Some of the most common obstacles survey respondents believe limit their business travel include having an accent (17%), physical appearance (16%), ethnicity or race (15%), their status as a parent or caretaker (13%), and disability (7%).
“Business travel is not a door someone gets to walk through once. It’s a road that one walks down on the way to their next professional accomplishment and their next personal accomplishment,” Richter says. He explains that for travel managers this “really begins with understanding travel needs and expectations, which is at the heart of this research.” After all, 91% of travelers say they will decline a business trip if some of their needs are unmet, and those needs consistently center around areas such as safety, social, and health concerns.
Dion agrees. “It’s not about, do you want to travel or are you going to travel, or can I relieve the stress of your travel? There’s way more of an investment than that,” she says. “Travel isn’t an option anymore to somebody’s career. It actually ties directly to their career growth and advancement.”
Employees want more flexibility in business travel
While business travel has resumed and most employees are willing to travel for their organization, employees want and expect more flexibility in traveling now than they have in the past. The reasons?

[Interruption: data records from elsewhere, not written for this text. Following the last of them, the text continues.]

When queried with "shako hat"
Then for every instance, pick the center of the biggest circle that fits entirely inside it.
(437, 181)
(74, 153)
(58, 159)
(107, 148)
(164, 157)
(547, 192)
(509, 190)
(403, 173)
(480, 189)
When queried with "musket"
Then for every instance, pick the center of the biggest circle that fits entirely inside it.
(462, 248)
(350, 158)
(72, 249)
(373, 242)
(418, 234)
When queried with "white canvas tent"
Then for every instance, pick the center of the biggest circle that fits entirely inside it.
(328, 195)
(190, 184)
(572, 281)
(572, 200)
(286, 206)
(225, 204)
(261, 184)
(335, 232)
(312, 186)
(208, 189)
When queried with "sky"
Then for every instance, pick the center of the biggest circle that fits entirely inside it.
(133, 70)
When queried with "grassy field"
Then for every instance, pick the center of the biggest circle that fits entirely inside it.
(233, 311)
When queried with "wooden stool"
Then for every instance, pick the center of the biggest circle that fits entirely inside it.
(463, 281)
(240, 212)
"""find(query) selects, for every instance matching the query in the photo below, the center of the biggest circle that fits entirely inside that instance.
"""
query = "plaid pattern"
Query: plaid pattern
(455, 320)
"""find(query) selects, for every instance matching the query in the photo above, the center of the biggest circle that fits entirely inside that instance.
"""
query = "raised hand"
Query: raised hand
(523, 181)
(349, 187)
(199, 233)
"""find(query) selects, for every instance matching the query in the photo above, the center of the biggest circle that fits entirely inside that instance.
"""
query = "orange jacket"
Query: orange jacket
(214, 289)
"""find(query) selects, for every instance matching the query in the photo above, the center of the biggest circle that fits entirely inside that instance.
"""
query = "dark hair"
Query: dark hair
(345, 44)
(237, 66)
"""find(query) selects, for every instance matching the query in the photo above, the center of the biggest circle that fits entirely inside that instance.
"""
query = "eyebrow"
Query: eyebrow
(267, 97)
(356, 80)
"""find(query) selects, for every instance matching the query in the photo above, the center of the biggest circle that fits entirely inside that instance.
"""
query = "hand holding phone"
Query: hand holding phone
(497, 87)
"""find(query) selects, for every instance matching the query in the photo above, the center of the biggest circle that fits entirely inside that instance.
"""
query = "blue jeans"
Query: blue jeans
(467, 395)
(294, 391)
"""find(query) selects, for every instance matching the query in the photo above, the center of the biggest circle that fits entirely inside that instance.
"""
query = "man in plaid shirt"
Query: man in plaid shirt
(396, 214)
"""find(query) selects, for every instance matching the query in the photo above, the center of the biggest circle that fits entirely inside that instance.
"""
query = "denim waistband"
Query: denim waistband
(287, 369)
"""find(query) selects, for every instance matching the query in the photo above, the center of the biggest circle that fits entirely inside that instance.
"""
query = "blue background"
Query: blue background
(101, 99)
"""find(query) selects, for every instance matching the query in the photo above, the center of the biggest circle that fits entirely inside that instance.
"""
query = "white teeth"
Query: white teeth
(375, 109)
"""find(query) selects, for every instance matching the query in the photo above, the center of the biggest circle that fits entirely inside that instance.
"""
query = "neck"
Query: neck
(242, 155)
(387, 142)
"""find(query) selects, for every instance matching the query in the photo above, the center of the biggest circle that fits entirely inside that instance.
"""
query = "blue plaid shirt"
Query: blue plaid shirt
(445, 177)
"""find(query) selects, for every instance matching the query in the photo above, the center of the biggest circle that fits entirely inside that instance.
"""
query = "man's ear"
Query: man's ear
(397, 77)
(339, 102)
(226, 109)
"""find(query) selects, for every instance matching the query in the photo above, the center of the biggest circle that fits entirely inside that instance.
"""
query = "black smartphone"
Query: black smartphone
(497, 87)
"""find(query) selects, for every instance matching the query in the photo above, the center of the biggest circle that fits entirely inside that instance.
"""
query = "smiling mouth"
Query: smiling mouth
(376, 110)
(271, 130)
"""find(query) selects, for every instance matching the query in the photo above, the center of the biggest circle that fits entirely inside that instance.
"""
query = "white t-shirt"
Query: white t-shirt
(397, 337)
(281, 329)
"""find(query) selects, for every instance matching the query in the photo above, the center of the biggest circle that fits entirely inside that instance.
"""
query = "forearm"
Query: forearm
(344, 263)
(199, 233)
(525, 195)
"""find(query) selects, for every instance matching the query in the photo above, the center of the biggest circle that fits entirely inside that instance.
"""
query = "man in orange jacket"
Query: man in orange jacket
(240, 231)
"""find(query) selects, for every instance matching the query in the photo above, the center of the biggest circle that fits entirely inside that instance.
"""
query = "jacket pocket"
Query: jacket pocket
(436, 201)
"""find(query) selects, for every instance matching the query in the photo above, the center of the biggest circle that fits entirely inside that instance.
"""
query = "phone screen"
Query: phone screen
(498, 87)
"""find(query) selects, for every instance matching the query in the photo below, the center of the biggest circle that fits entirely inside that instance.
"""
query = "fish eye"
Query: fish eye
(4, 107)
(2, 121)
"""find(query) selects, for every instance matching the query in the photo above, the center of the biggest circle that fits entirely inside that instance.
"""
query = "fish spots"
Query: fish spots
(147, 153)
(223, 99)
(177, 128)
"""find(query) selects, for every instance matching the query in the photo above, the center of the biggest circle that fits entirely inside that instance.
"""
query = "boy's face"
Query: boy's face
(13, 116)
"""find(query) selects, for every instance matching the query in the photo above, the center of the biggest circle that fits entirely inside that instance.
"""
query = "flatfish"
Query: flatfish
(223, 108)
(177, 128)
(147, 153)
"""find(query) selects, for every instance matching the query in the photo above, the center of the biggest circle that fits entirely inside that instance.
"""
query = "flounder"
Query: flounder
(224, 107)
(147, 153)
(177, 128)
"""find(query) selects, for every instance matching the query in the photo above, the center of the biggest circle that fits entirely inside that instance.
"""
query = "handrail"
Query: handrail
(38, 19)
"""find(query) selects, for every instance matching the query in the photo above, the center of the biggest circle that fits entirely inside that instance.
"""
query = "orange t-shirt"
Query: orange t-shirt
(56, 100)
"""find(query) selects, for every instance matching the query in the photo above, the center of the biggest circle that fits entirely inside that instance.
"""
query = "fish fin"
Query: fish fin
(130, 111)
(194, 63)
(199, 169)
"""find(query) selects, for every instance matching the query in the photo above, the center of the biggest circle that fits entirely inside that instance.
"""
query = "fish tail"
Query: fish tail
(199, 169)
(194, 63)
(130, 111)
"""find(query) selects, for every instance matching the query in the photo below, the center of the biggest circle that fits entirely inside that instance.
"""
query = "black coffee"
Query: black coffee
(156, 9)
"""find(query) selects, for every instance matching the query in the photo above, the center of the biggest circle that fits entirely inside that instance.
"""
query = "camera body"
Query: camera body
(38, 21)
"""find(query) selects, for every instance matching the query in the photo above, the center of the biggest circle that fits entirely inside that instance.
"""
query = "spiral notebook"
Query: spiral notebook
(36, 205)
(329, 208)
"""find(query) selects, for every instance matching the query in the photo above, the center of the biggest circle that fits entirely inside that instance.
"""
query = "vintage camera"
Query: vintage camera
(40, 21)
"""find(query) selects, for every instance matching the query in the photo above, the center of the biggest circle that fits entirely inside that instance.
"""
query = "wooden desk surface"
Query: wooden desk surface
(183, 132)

- 48% want flexibility to ensure that they feel safe when they travel to certain parts of the world. [This is especially important because in the past 12 months, more than half (53%) of global business travelers said they have changed their accommodations because they felt unsafe.]
- 47% want flexibility to help them maintain a healthier work-life balance.

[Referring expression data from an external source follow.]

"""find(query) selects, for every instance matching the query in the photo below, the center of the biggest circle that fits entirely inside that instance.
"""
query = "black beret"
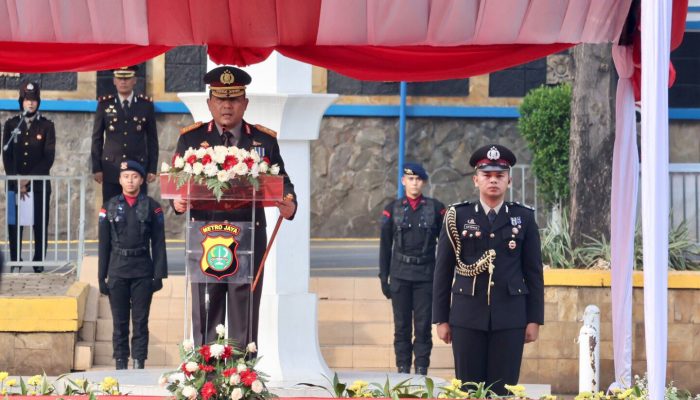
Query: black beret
(492, 157)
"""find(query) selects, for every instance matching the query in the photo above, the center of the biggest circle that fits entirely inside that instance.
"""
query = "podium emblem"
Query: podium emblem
(219, 258)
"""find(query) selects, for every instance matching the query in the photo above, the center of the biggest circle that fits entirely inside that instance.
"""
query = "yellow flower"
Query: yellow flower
(34, 380)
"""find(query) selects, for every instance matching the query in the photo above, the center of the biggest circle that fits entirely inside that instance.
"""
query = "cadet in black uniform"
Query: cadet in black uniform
(227, 103)
(132, 262)
(488, 289)
(410, 229)
(29, 146)
(124, 129)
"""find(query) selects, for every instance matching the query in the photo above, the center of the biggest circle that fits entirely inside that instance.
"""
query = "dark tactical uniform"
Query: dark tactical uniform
(407, 257)
(262, 140)
(32, 153)
(132, 270)
(121, 134)
(488, 280)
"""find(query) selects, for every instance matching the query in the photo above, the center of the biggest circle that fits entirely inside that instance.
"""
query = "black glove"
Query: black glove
(104, 289)
(385, 288)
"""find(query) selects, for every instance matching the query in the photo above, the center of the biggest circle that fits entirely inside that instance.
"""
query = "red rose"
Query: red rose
(230, 162)
(208, 390)
(248, 377)
(204, 351)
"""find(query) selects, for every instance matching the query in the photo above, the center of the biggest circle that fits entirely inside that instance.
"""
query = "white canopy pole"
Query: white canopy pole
(656, 38)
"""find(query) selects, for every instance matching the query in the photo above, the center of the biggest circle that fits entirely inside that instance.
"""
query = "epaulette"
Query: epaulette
(267, 130)
(464, 203)
(516, 203)
(191, 127)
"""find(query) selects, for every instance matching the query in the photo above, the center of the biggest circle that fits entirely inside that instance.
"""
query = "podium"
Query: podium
(221, 251)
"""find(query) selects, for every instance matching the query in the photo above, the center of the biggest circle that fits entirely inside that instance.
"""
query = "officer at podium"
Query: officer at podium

- 34% cite the need to add personal travel to work trips.
“What we’re seeing here is a more empowered traveler, a traveler who has maybe not greater needs, but a greater comfort with expressing and acting on those needs than what we’ve seen traditionally,” Richter says.

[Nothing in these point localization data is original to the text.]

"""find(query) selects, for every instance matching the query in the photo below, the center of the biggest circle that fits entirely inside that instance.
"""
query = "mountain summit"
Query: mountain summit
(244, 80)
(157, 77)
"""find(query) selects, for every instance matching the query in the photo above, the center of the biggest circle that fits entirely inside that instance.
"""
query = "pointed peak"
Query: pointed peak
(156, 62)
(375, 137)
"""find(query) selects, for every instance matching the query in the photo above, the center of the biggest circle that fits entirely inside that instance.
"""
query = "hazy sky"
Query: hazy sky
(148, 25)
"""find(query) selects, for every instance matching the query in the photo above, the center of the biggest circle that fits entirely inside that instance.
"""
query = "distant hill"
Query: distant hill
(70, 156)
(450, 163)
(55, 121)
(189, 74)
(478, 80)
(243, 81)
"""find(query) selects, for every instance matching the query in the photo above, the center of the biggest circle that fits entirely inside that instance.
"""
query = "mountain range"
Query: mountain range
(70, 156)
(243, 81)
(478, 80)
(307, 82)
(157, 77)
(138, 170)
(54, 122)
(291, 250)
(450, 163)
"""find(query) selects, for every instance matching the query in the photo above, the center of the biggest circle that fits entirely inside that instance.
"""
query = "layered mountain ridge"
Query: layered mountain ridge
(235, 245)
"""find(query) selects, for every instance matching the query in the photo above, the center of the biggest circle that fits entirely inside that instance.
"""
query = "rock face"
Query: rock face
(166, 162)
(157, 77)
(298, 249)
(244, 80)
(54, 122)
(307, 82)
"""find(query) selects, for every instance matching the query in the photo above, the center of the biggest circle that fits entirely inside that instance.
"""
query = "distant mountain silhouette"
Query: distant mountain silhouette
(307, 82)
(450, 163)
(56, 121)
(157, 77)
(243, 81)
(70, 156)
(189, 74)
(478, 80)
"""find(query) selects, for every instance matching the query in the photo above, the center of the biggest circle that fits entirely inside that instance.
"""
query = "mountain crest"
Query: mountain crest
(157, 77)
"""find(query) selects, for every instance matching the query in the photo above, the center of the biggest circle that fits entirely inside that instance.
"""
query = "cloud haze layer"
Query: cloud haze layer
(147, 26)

Dion shared that as a bleisure person herself, knowing that she can combine business travel with personal leisure travel makes her more willing to travel, more open to travel, and more excited to travel. “It gives me a work-life balance even while I travel,” she says. “It’s a nice balance for me.”
With this shift to flexible travel, there is added pressure and stress on travel managers and a change in the approach to duty of care. “Five years ago, duty of care was really about keeping people safe, and it still is, but these days, the definition of safety extends beyond just physical safety. It really is a more holistic approach,” Richter says.
Dion agrees. “It’s not just there’s a hurricane coming, or there’s a flood, or there’s a war breaking out. There’s many, many more aspects to think about. There’s health. Can I get healthcare in the place that I’m traveling to? Will people be reacting to my accent, my look, my affectations, my gender? So, this becomes really that duty of care is no longer just a compliance checkpoint, it’s a lifestyle.”